20d Foundation provider when I go short (6)
ASIMOV – this is the prolific (and my favourite) science-fiction author who wrote the Foundation series of books as well as lots of excellent stories about robots. A conjunction meaning when is followed by I and a verb to go or proceed without its final letter.

23d Wife‘s endless cheating (4)
FRAU – a word for cheating or swindling loses its last letter.

At the top of the tree for me were 9a, 15a, 21a and 19d. Which ones got your festive lights flashing?


  1. crypticsue
    Posted December 23, 2015 at 2:12 pm | Permalink

    A lovely proper Toughie, thank you Elkamere and Gazza too. Happy Christmas to you both.

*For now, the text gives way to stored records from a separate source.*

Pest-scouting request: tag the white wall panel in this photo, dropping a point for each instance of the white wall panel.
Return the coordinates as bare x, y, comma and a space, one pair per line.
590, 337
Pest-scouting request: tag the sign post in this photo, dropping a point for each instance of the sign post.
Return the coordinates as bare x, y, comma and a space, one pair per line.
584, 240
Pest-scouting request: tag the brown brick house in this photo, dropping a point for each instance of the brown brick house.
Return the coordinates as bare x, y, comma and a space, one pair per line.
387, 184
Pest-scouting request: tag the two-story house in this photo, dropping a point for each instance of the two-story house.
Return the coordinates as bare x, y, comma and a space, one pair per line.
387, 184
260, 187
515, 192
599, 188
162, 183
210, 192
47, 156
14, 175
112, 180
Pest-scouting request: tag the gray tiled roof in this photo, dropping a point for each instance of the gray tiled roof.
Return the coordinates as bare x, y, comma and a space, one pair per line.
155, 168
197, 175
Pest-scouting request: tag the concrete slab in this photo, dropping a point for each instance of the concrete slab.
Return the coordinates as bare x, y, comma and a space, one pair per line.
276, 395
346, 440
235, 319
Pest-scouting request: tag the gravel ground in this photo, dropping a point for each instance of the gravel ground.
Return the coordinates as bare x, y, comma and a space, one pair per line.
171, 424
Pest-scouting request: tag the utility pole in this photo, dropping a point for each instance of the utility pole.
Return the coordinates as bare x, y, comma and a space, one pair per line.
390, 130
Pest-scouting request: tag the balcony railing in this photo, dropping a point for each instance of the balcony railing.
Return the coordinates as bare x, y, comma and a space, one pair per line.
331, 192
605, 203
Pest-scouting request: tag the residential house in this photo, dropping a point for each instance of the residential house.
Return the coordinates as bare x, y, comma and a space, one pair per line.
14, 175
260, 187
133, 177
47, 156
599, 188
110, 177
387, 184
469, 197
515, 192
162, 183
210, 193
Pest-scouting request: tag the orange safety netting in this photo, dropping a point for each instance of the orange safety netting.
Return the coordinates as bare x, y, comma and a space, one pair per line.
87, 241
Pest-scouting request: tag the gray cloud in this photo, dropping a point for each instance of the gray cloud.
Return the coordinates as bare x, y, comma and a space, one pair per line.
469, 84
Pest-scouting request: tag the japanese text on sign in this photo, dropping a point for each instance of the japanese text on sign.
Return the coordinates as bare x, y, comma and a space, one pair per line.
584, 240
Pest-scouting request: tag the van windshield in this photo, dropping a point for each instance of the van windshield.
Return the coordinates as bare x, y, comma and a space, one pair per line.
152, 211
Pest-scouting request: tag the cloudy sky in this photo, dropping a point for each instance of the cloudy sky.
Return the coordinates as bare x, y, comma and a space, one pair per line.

    Fans of Dean’s puzzles may wish to go and do today’s FT puzzle by Loroso. I really enjoyed solving it either side of a filling at the dentists early this morning.

  2. jean-luc cheval
    Posted December 23, 2015 at 2:32 pm | Permalink

    Needed the review to check a couple as I did manage to complete the grid from the parsing but some answers just didn’t make sense to me.
    I didn’t know the nickname of the Top Gear presenter and the meaning of the umbrella in 8d.
    The three letter word for whimsical was also new to me and I could only find it as a synonym for dead.
    The singer in 26a was quite a construction. Took some time off to watch him on the Morecambe and Wise show and singing with Marilyn Monroe.
    7d also was quite Lego-ish.
    Liked the Sci-Fi writer in 20d.
    And the Arsenal stadium of course.
    The enumeration in 2,3d was a bit messy on the online version as they had (4,2,3,6) for 2d and (4) for 3d.
    Just noticed that the only one I couldn’t parse was 4d. I thought it was some idiom about time passing by but the plural form made no sense.
    Thanks to Elkamere and Gazza and I wish a jolly good Xmas to both.

  3. dutch
    Posted December 23, 2015 at 3:07 pm | Permalink

    With plenty of electronic help, I was happy finally to finish this, all nicely parsed or so I thought – thank you Gazza for pointing out there was a little more to 21a than I’d noticed – I thought it was a weak cd having missed the very nice all-in-one, doh.

    I thought the two long anagrams were very good, I quite liked 9a as I spent some time wondering how on earth I was going to fit Jesus in, loved “religious jerk” in 17a and 15a “how it feels to touch down”- luckily I had just come across fey recently. I also thought 4a was very nice, reminded me of being paranoid of smelling like beer. 24a made me laugh. And lots more to like

    Many thanks Gazza, best wishes for Xmas, and thank you Elkamere for another excellent puzzle.

  4. anax
    Posted December 23, 2015 at 3:11 pm | Permalink

    Thanks all, and a very Merry Christmas. Sorry this is a bit rushed, but today is last one with daughter before Xmas so we’re having non-computer-based quality time… on the PS3.

    • Hanni
      Posted December 23, 2015 at 4:11 pm | Permalink

      Happy Christmas. Thanks for the puzzles this year.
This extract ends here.